Fig. 1 Schematic of sequential crosslinking of AHA using a primary addition reaction and a secondary radical polymerization.

Experimental

AHA synthesis

Acrylated hyaluronic acid (AHA) was synthesized via a 3-step protocol. All ¹H NMR spectra were recorded on a Bruker Avance 360MHz spectrometer.

Synthesis of HEA–succinate (HEA–suc). Succinic anhydride (1.5 eq.) and 2-hydroxyethyl acrylate (1 eq.) were combined in a 500 mL three neck round bottomed flask. Following a purge of nitrogen, 200 mL of anhydrous dichloroethane was cannulated into a flask and the reaction was heated to 65 °C. 1-Methylimidazole was added as a catalyst (0.06 eq.). The reaction was allowed to proceed for 18 h at 65 °C. The product was purified by extractions with aqueous 0.1 M HCl and 1 M NaCl and the organic layer was dried with MgSO₄. To avoid polymerization, a small amount of hydroquinone was added prior to drying. NMR (CDCl₃): δ (ppm) 2.70, 4H, m; 4.37, 4H, m; 5.87, 1H, dd; 6.14, 1H, dd; 6.44, 1H, dd.

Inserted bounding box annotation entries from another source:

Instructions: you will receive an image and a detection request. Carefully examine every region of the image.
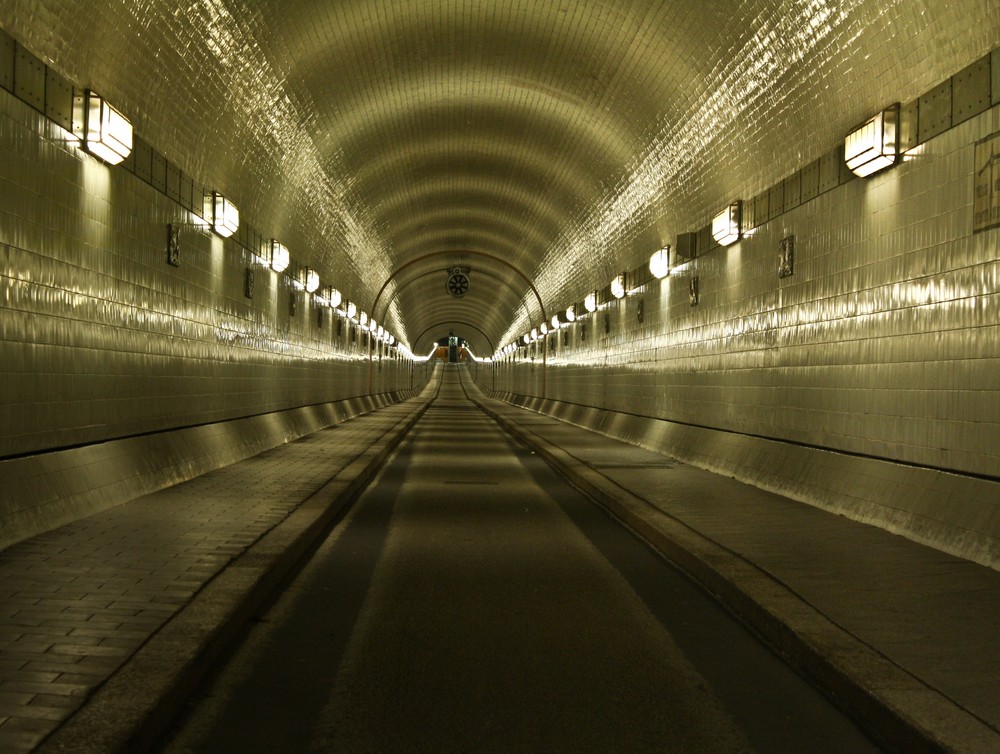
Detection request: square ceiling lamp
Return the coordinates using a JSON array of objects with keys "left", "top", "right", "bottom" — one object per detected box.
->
[
  {"left": 844, "top": 105, "right": 899, "bottom": 178},
  {"left": 208, "top": 191, "right": 240, "bottom": 238},
  {"left": 77, "top": 89, "right": 132, "bottom": 165},
  {"left": 271, "top": 239, "right": 291, "bottom": 272},
  {"left": 611, "top": 273, "right": 625, "bottom": 298},
  {"left": 712, "top": 201, "right": 743, "bottom": 246},
  {"left": 649, "top": 246, "right": 670, "bottom": 280},
  {"left": 305, "top": 267, "right": 319, "bottom": 293}
]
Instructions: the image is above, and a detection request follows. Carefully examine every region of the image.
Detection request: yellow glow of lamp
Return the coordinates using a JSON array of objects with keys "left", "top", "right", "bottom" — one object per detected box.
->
[
  {"left": 844, "top": 105, "right": 899, "bottom": 178},
  {"left": 209, "top": 191, "right": 240, "bottom": 238},
  {"left": 712, "top": 201, "right": 743, "bottom": 246},
  {"left": 271, "top": 239, "right": 291, "bottom": 272},
  {"left": 611, "top": 274, "right": 625, "bottom": 298},
  {"left": 649, "top": 246, "right": 670, "bottom": 280},
  {"left": 306, "top": 267, "right": 319, "bottom": 293},
  {"left": 77, "top": 89, "right": 132, "bottom": 165}
]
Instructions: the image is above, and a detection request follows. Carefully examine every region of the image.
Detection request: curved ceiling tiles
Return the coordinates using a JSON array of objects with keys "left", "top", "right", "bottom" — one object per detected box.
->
[{"left": 0, "top": 0, "right": 1000, "bottom": 348}]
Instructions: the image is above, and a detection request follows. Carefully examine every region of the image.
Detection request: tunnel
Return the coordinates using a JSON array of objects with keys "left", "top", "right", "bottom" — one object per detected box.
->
[{"left": 0, "top": 0, "right": 1000, "bottom": 752}]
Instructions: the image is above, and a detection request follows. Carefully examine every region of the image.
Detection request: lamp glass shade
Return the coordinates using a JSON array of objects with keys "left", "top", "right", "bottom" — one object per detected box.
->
[
  {"left": 844, "top": 105, "right": 899, "bottom": 178},
  {"left": 611, "top": 275, "right": 625, "bottom": 298},
  {"left": 83, "top": 90, "right": 132, "bottom": 165},
  {"left": 271, "top": 240, "right": 291, "bottom": 272},
  {"left": 712, "top": 202, "right": 742, "bottom": 246},
  {"left": 649, "top": 246, "right": 670, "bottom": 280},
  {"left": 211, "top": 191, "right": 240, "bottom": 238}
]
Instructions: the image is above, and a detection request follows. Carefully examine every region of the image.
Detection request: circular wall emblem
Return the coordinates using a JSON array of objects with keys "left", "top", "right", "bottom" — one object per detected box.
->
[{"left": 445, "top": 270, "right": 469, "bottom": 298}]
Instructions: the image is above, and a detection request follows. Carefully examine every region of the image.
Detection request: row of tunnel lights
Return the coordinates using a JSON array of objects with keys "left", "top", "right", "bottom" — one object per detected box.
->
[
  {"left": 73, "top": 89, "right": 413, "bottom": 358},
  {"left": 74, "top": 90, "right": 899, "bottom": 358},
  {"left": 494, "top": 104, "right": 899, "bottom": 359}
]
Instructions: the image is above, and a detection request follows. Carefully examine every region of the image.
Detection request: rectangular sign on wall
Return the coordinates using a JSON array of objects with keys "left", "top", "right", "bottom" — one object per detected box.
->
[{"left": 972, "top": 132, "right": 1000, "bottom": 233}]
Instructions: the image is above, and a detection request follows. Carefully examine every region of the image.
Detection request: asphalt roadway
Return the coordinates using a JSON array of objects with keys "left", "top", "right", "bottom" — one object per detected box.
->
[{"left": 158, "top": 370, "right": 879, "bottom": 754}]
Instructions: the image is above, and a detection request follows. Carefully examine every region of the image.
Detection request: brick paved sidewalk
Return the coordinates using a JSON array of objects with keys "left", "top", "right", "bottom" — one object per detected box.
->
[{"left": 0, "top": 401, "right": 422, "bottom": 754}]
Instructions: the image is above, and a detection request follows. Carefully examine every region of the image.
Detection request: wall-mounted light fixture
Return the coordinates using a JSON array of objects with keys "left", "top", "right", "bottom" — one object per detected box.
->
[
  {"left": 304, "top": 267, "right": 319, "bottom": 293},
  {"left": 649, "top": 246, "right": 670, "bottom": 280},
  {"left": 844, "top": 104, "right": 899, "bottom": 178},
  {"left": 712, "top": 201, "right": 743, "bottom": 246},
  {"left": 73, "top": 89, "right": 132, "bottom": 165},
  {"left": 271, "top": 238, "right": 291, "bottom": 272},
  {"left": 611, "top": 272, "right": 625, "bottom": 298},
  {"left": 205, "top": 191, "right": 240, "bottom": 238}
]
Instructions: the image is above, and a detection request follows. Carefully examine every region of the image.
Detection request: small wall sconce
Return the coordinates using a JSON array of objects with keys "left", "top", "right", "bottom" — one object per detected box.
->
[
  {"left": 844, "top": 104, "right": 899, "bottom": 178},
  {"left": 649, "top": 246, "right": 670, "bottom": 280},
  {"left": 271, "top": 239, "right": 291, "bottom": 272},
  {"left": 305, "top": 267, "right": 319, "bottom": 293},
  {"left": 712, "top": 201, "right": 743, "bottom": 246},
  {"left": 611, "top": 272, "right": 625, "bottom": 298},
  {"left": 206, "top": 191, "right": 240, "bottom": 238},
  {"left": 73, "top": 89, "right": 132, "bottom": 165}
]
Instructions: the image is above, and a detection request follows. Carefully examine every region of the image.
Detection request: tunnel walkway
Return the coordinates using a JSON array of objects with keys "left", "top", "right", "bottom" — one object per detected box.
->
[
  {"left": 0, "top": 362, "right": 1000, "bottom": 753},
  {"left": 158, "top": 368, "right": 877, "bottom": 754}
]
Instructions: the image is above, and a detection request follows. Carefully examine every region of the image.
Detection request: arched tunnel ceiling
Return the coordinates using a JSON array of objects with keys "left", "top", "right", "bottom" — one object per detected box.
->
[{"left": 0, "top": 0, "right": 1000, "bottom": 352}]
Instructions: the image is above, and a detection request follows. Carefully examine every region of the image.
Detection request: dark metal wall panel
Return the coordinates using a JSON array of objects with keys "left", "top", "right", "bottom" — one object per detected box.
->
[
  {"left": 819, "top": 152, "right": 841, "bottom": 194},
  {"left": 767, "top": 182, "right": 785, "bottom": 218},
  {"left": 14, "top": 45, "right": 45, "bottom": 113},
  {"left": 0, "top": 29, "right": 15, "bottom": 92},
  {"left": 920, "top": 79, "right": 951, "bottom": 143},
  {"left": 951, "top": 55, "right": 992, "bottom": 125},
  {"left": 784, "top": 172, "right": 802, "bottom": 212},
  {"left": 45, "top": 68, "right": 73, "bottom": 131},
  {"left": 800, "top": 160, "right": 819, "bottom": 202}
]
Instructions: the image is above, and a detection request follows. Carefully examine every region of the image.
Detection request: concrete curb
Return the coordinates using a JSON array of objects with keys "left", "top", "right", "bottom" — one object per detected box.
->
[
  {"left": 473, "top": 399, "right": 1000, "bottom": 754},
  {"left": 36, "top": 398, "right": 432, "bottom": 754}
]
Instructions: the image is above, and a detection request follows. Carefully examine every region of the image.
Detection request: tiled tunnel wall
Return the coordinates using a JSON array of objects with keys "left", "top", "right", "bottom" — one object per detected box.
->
[
  {"left": 0, "top": 89, "right": 426, "bottom": 547},
  {"left": 479, "top": 94, "right": 1000, "bottom": 564}
]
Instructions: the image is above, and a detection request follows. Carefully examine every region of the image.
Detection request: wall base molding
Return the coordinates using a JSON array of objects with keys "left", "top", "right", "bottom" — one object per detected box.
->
[{"left": 0, "top": 390, "right": 416, "bottom": 549}]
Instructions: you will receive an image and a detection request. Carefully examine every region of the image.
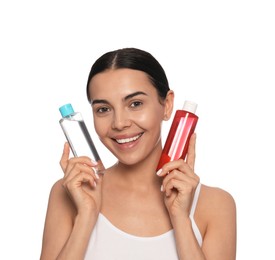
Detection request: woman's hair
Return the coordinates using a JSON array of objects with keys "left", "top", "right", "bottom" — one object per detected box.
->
[{"left": 86, "top": 48, "right": 170, "bottom": 101}]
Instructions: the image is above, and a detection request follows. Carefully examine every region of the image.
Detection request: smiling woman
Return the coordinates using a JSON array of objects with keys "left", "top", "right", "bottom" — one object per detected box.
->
[{"left": 41, "top": 48, "right": 236, "bottom": 260}]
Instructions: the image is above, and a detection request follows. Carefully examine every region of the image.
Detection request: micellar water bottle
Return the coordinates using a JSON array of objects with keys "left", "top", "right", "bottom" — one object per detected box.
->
[{"left": 59, "top": 104, "right": 105, "bottom": 172}]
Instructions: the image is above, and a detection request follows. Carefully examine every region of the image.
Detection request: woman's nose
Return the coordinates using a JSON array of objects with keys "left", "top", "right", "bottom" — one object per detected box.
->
[{"left": 112, "top": 111, "right": 131, "bottom": 130}]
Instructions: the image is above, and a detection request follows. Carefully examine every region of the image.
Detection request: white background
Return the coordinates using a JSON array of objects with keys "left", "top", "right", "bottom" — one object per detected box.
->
[{"left": 0, "top": 0, "right": 275, "bottom": 260}]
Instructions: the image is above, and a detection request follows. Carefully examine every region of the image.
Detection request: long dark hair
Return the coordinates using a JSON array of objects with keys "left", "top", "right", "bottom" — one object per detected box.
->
[{"left": 86, "top": 48, "right": 170, "bottom": 101}]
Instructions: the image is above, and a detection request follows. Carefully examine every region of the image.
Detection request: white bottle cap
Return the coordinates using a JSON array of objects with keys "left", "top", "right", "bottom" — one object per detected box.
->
[{"left": 182, "top": 100, "right": 198, "bottom": 114}]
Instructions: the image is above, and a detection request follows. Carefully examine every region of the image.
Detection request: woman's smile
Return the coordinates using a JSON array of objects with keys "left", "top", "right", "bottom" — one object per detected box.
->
[{"left": 113, "top": 133, "right": 143, "bottom": 144}]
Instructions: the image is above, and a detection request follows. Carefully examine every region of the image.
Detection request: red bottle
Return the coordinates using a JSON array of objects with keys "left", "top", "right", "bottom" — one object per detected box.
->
[{"left": 157, "top": 101, "right": 199, "bottom": 171}]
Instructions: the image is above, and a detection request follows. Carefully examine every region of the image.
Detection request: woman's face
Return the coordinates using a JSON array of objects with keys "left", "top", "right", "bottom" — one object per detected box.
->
[{"left": 89, "top": 69, "right": 172, "bottom": 165}]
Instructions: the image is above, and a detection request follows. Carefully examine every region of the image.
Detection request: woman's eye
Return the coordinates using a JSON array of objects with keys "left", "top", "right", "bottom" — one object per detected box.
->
[
  {"left": 131, "top": 101, "right": 142, "bottom": 108},
  {"left": 96, "top": 107, "right": 110, "bottom": 113}
]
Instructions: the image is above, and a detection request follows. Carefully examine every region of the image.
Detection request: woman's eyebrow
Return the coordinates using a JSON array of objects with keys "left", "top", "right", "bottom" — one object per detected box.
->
[
  {"left": 91, "top": 99, "right": 109, "bottom": 105},
  {"left": 91, "top": 91, "right": 148, "bottom": 105},
  {"left": 124, "top": 91, "right": 148, "bottom": 101}
]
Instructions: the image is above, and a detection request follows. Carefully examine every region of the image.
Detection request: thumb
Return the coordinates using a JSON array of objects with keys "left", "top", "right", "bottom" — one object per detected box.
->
[{"left": 60, "top": 142, "right": 70, "bottom": 172}]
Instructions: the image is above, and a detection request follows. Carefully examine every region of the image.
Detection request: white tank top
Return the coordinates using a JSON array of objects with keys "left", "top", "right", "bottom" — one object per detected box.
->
[{"left": 84, "top": 184, "right": 202, "bottom": 260}]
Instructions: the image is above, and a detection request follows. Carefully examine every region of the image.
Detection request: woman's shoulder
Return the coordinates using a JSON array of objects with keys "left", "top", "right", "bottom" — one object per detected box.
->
[
  {"left": 48, "top": 178, "right": 76, "bottom": 218},
  {"left": 199, "top": 184, "right": 236, "bottom": 218}
]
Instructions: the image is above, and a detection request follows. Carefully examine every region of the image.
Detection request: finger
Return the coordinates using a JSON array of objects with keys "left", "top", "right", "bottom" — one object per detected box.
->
[
  {"left": 186, "top": 133, "right": 197, "bottom": 170},
  {"left": 63, "top": 172, "right": 96, "bottom": 191},
  {"left": 157, "top": 159, "right": 194, "bottom": 177},
  {"left": 60, "top": 142, "right": 70, "bottom": 172},
  {"left": 65, "top": 156, "right": 97, "bottom": 176},
  {"left": 64, "top": 163, "right": 99, "bottom": 180},
  {"left": 163, "top": 179, "right": 182, "bottom": 197}
]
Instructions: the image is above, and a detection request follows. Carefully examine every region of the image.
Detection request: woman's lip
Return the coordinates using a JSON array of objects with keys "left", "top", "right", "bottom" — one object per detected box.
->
[{"left": 112, "top": 133, "right": 143, "bottom": 144}]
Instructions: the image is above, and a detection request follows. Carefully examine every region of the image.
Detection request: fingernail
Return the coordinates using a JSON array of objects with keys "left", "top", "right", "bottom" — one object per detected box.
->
[
  {"left": 91, "top": 160, "right": 98, "bottom": 165},
  {"left": 156, "top": 169, "right": 162, "bottom": 175}
]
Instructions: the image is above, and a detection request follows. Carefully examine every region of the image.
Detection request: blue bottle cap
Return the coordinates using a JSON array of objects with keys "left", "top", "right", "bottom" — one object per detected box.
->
[{"left": 59, "top": 104, "right": 74, "bottom": 117}]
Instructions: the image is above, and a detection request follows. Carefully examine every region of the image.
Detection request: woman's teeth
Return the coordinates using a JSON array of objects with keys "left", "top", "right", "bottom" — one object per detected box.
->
[{"left": 116, "top": 134, "right": 142, "bottom": 144}]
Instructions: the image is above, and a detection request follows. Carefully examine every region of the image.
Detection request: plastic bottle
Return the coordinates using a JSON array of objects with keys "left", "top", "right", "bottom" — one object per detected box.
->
[
  {"left": 157, "top": 101, "right": 199, "bottom": 171},
  {"left": 59, "top": 104, "right": 104, "bottom": 171}
]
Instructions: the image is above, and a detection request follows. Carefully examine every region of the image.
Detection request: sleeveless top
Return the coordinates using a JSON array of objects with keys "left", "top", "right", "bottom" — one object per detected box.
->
[{"left": 84, "top": 183, "right": 202, "bottom": 260}]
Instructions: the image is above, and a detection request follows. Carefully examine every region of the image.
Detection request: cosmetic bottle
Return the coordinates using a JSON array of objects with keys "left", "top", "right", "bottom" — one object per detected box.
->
[
  {"left": 59, "top": 104, "right": 104, "bottom": 172},
  {"left": 157, "top": 101, "right": 199, "bottom": 171}
]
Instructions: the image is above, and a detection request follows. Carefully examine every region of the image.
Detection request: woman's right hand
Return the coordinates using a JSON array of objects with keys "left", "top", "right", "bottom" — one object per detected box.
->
[{"left": 60, "top": 142, "right": 103, "bottom": 214}]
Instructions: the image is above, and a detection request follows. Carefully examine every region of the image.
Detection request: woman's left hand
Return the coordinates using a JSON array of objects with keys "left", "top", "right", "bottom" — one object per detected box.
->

Synthesis of the tetrabutylammonium salt of HA (HA–TBA). Sodium hyaluronate (1 eq.) was dissolved in 200 mL DI H₂O to give a ∼1 wt% solution. To this solution, the highly acidic ion exchange resin, Dowex-100 (3 eq., by mass), was added, and the slurry was stirred for 8 h, at which point the solution was filtered to remove the resin. The acidic solution was neutralized with 0.2 M tetrabutylammonium hydroxide (TBA–OH) to pH 7.02–7.05, forming a quaternary ammonium salt of hyaluronate and the tetrabutylammonium group (HA–TBA). The solution was frozen and lyophilized to yield the dry product. NMR (D₂O): δ (ppm) 4.2–4.6, 2H; 3.15–3.9, 10H; 3.1, 8H, dd; 1.9, 3H; 1.5, 8H; 0.82, 12H.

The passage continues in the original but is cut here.